Territory Housing's digital property records contain tens of thousands of duplicate images across its portfolio of more than 11,000 dwellings — a problem administrators have known about since at least 2019 but are only now systematically addressing through a remediation program begun in the first quarter of 2026. The scale became impossible to ignore after the agency began integrating its legacy database with a new asset management platform contracted last year through a Darwin-based IT services firm.
The timing matters. The NT government is mid-stream on a remote housing investment push tied partly to Commonwealth bilateral agreements struck after 2022. Accurate property condition records are a prerequisite for acquittal reporting to the federal Department of Infrastructure, Transport, Regional Development, Communications and the Arts. Duplicate or misattributed photos have created audit headaches, slowed insurance claims after cyclone events, and in several cases attached maintenance histories from one address to a completely different dwelling — sometimes in a different community entirely.

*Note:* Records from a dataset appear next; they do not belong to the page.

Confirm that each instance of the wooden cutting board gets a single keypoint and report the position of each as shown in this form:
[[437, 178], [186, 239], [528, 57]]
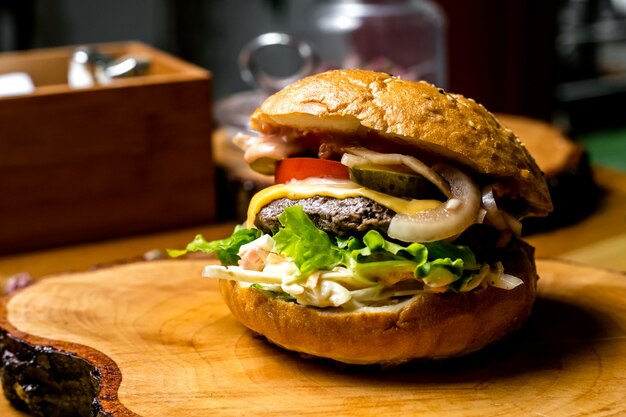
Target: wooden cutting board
[[154, 339]]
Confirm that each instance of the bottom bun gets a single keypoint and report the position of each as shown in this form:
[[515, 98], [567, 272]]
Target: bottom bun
[[426, 326]]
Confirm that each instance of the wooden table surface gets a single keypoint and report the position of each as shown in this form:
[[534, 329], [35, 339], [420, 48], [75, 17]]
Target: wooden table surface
[[599, 241]]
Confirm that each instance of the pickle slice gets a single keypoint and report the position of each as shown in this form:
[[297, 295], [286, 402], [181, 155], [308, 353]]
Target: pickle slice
[[396, 183]]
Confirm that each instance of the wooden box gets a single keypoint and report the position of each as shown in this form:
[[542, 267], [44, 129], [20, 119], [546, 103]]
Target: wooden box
[[80, 165]]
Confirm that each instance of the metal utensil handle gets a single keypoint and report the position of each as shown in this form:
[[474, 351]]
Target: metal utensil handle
[[254, 75]]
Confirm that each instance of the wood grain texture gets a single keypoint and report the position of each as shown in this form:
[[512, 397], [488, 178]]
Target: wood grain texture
[[79, 165], [164, 335]]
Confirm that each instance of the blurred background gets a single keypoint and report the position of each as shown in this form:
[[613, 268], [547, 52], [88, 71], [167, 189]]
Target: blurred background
[[555, 60], [559, 61]]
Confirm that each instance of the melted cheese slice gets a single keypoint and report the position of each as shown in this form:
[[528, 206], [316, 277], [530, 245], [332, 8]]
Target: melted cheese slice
[[299, 190]]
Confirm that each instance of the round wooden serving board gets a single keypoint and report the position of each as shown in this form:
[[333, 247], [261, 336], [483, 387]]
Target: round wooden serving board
[[155, 339]]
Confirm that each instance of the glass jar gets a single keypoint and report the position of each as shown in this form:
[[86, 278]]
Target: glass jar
[[402, 37]]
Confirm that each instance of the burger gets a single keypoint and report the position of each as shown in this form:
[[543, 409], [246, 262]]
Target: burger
[[392, 232]]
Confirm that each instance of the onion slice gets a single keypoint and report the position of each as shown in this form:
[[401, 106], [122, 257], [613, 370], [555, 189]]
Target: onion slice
[[498, 218], [446, 220]]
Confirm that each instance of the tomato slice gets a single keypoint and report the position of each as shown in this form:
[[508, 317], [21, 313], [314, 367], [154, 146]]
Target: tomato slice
[[301, 168]]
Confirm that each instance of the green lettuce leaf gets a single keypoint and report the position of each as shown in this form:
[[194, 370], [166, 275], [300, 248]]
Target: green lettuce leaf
[[310, 248], [225, 249]]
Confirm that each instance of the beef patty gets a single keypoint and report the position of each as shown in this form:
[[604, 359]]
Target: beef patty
[[339, 216]]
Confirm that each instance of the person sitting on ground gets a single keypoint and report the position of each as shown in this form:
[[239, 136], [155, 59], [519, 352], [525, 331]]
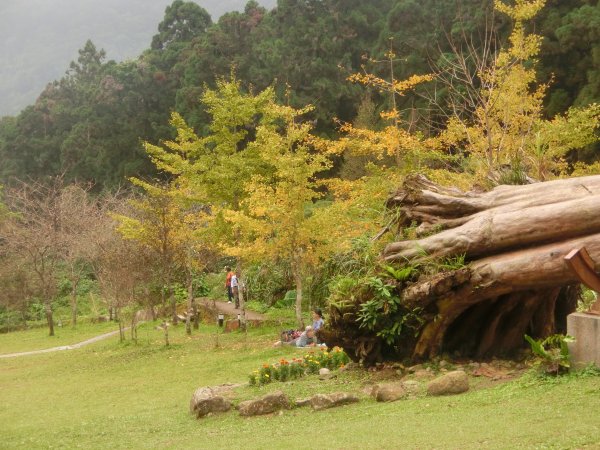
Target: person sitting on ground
[[317, 316], [307, 338]]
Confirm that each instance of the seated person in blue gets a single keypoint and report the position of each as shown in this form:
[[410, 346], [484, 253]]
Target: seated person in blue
[[317, 316], [307, 338]]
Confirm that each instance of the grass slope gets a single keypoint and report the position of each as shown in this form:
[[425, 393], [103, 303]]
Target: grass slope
[[117, 396]]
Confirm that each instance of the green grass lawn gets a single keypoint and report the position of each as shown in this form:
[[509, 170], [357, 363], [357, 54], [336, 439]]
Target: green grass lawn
[[111, 395], [38, 339]]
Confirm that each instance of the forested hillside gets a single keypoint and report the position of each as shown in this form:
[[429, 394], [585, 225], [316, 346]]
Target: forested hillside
[[40, 37], [89, 123]]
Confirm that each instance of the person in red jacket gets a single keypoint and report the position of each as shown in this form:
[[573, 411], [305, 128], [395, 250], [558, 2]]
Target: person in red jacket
[[228, 283]]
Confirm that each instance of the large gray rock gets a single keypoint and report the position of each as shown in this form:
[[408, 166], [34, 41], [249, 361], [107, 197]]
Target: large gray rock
[[324, 401], [454, 382], [208, 400], [390, 392], [268, 404]]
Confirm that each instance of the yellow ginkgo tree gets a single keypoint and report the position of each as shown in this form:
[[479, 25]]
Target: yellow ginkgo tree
[[506, 128], [282, 217]]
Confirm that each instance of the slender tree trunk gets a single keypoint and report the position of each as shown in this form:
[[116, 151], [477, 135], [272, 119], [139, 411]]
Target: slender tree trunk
[[121, 327], [166, 331], [173, 305], [196, 316], [298, 280], [134, 328], [49, 318], [188, 316], [74, 306]]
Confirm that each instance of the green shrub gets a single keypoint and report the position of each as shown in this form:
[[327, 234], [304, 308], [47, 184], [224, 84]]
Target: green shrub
[[553, 352]]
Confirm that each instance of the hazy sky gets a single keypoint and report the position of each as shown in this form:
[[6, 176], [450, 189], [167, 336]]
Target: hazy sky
[[39, 38]]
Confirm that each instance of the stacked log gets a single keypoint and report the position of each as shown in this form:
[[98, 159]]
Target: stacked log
[[514, 240]]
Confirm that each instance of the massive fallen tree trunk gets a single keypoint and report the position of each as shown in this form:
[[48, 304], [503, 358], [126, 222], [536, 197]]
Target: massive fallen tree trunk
[[515, 280]]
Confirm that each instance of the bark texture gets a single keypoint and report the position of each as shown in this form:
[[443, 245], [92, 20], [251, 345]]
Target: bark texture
[[514, 281]]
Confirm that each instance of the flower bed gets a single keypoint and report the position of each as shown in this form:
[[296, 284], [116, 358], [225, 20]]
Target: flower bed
[[286, 370]]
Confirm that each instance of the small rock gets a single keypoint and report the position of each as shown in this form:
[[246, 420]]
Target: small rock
[[268, 404], [454, 382], [325, 373], [390, 392], [412, 387], [207, 400], [422, 374], [302, 402], [324, 401], [415, 368]]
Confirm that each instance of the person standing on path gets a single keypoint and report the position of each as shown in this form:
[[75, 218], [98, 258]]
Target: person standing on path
[[235, 288], [228, 283]]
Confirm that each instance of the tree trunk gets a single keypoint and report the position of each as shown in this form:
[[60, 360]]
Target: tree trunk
[[134, 328], [515, 280], [298, 280], [74, 306], [188, 316], [49, 318], [121, 327], [175, 319]]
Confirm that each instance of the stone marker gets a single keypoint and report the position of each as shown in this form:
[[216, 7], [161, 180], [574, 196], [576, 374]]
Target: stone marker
[[389, 392], [208, 400], [585, 328], [324, 401], [270, 403], [454, 382]]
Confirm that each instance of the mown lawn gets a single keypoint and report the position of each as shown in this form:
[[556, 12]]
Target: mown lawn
[[37, 338], [110, 395]]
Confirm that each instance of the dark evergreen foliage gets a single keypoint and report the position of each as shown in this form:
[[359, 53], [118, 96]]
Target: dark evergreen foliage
[[89, 124]]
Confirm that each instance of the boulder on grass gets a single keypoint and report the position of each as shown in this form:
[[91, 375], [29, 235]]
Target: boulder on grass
[[324, 401], [208, 400], [390, 392], [268, 404], [454, 382]]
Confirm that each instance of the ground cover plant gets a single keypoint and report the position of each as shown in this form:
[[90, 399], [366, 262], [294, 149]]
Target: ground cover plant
[[112, 395]]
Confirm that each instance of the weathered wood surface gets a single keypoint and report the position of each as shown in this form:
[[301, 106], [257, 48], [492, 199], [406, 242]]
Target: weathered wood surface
[[514, 239]]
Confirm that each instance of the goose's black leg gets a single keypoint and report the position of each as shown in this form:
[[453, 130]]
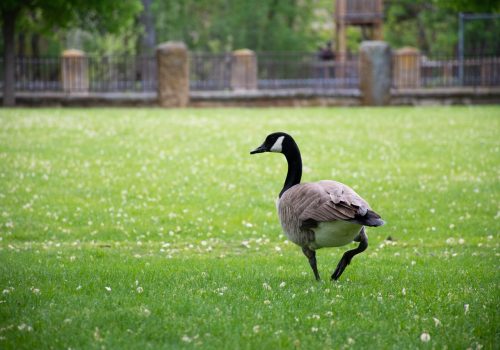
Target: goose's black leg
[[362, 238], [311, 255]]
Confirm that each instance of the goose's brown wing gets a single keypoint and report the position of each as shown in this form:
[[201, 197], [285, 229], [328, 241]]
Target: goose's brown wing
[[328, 201]]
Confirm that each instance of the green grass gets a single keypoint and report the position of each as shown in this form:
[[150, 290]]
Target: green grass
[[132, 228]]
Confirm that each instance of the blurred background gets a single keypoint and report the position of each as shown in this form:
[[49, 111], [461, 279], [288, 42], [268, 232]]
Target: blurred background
[[94, 46], [46, 28]]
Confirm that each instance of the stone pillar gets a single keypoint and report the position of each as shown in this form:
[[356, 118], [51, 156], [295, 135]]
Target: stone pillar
[[74, 72], [406, 68], [173, 74], [375, 73], [244, 70]]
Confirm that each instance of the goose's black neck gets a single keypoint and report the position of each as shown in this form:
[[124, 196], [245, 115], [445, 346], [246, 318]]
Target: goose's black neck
[[294, 160]]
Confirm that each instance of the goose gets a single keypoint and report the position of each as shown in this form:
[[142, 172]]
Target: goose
[[319, 214]]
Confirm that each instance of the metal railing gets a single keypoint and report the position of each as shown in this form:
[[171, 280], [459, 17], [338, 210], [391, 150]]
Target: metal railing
[[275, 70], [416, 70], [306, 70], [102, 74], [210, 71]]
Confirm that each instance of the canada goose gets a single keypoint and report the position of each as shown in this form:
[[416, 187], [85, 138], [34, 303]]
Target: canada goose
[[319, 214]]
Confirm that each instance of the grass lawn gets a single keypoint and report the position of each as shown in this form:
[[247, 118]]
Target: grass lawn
[[151, 228]]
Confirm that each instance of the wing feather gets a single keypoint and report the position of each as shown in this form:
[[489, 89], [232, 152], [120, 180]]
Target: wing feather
[[325, 201]]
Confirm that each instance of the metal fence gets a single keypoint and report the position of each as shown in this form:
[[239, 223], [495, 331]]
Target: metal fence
[[275, 70], [210, 71], [420, 71], [102, 74]]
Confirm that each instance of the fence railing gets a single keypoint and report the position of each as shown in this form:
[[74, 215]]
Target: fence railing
[[415, 70], [275, 70], [306, 70]]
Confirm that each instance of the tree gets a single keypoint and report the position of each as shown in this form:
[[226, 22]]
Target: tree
[[100, 14]]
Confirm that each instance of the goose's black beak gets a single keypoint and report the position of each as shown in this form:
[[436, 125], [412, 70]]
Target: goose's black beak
[[259, 149]]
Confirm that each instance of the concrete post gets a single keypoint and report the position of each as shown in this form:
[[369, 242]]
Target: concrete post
[[244, 70], [406, 68], [74, 72], [375, 73], [173, 74]]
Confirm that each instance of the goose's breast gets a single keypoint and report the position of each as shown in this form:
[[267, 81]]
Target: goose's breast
[[334, 234]]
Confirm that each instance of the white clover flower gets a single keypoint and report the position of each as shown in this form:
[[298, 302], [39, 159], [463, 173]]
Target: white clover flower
[[425, 337]]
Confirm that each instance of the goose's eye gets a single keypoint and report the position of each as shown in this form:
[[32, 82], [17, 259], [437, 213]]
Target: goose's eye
[[278, 145]]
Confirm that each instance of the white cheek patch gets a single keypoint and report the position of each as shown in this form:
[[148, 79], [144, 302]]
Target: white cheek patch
[[278, 145]]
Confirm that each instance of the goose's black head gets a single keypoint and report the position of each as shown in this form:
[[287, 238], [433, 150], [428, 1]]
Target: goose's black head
[[278, 142]]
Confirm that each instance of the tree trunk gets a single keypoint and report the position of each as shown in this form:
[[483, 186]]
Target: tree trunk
[[9, 21]]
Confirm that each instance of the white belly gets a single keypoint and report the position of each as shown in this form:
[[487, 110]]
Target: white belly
[[334, 234]]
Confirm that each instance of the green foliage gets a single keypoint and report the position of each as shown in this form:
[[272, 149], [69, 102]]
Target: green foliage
[[151, 228], [222, 25]]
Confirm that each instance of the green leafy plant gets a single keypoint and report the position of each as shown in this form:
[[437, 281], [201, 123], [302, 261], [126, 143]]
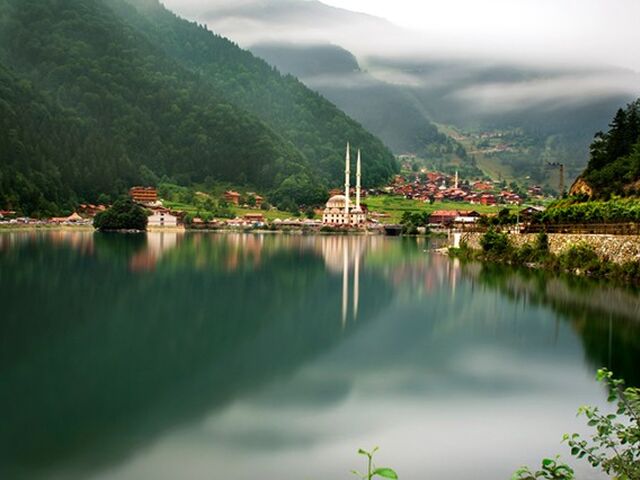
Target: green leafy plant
[[615, 446], [550, 469], [372, 470]]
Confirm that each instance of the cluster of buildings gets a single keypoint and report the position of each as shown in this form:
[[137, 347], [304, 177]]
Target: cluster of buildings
[[438, 187], [339, 210]]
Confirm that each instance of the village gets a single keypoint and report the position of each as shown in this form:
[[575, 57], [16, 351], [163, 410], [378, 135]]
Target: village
[[346, 209], [437, 191]]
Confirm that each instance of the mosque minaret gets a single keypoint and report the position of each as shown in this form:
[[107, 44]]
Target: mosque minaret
[[339, 210]]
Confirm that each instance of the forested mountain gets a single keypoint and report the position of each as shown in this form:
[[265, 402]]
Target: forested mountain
[[541, 111], [314, 125], [119, 95], [614, 164], [393, 115]]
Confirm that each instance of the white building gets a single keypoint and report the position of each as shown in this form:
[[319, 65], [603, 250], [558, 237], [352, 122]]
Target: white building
[[339, 210], [162, 219]]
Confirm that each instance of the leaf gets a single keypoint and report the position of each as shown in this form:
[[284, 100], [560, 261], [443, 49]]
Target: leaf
[[385, 473]]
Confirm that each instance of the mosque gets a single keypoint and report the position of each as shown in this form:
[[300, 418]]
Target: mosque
[[339, 209]]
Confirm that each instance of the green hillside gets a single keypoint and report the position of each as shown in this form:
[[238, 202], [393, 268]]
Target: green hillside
[[303, 117], [384, 109], [614, 164], [111, 102]]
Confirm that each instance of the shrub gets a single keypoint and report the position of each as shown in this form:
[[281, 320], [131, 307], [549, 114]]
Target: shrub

How the Archive Got This Way
The roots of the problem run back to roughly 2014 and 2015, when Territory Housing was managing an accelerated construction program across remote communities including Maningrida, Wadeye and Yuendumu. Field inspectors and contractors uploaded condition photos from mobile devices using an early version of the Tenancy and Assets Management System, known internally as TAMS. That system had no duplicate-detection logic. A single property inspection could generate three or four uploads of the same image if a field worker's connection dropped and they retried the submission.
By 2018, internal reviews flagged the issue but recommended a manual audit — a task that was costed, deprioritised and never funded. The problem compounded when two separate database migrations occurred between 2018 and 2022, each carrying the duplicate files forward rather than cleaning them. Darwin's rapid tenancy turnover in inner suburbs like Stuart Park and Parap — where Territory Housing manages a smaller but high-churn portfolio of staff accommodation — also contributed, as outgoing tenants' final inspection photos were sometimes reassigned to incoming files by clerical error.
A separate issue emerged from the AUKUS and US Marine Rotation housing pressure from 2023 onward. As demand for Defence-adjacent housing around the Berrimah Road corridor and the Palmerston growth corridor intensified, Territory Housing fast-tracked condition assessments on dozens of properties earmarked for possible lease arrangements. Those rushed assessments generated another wave of inconsistent uploads.
The Remediation Push and What It Involves
The current remediation is being run by Territory Housing's Asset Services directorate in collaboration with Darwin-based firm NEC Australia, which holds the IT infrastructure contract for the new platform. The approach uses a combination of automated perceptual-hash matching — a technique that identifies visually similar images regardless of filename — and a manual review queue for borderline cases. As of June 2026, the program had processed approximately 60 per cent of the pre-2020 archive, according to documents tabled at a Senate Estimates hearing in May this year.
The practical stakes are real. Territory Housing manages roughly 7,500 remote dwellings and approximately 3,700 urban and town-camp properties. Errors in property condition records have downstream effects on capital works planning, insurance valuation and the Closing the Gap housing targets that both the NT and Commonwealth governments are formally committed to meeting by 2031. The National Housing and Homelessness Plan, released federally in 2023, specifically required jurisdictions to demonstrate data integrity in social housing asset reporting as a condition of ongoing bilateral funding.
Residents and community housing organisations working within the network — including Shelter NT, which operates from offices on Smith Street in Darwin's CBD — have long flagged data quality as an underappreciated problem. Inaccurate records have reportedly contributed to delays in maintenance approvals, though the specific links between image duplication and those delays have not been formally documented in any public report to date.
The directorate expects the full audit to be complete by October 2026. Once finished, the new platform will enforce mandatory metadata standards and real-time duplicate flagging for all future uploads. Whether the October deadline holds will depend on available staff — Territory Housing, like many NT government agencies, is carrying unfilled positions across its technical workforce heading into the dry season operational period.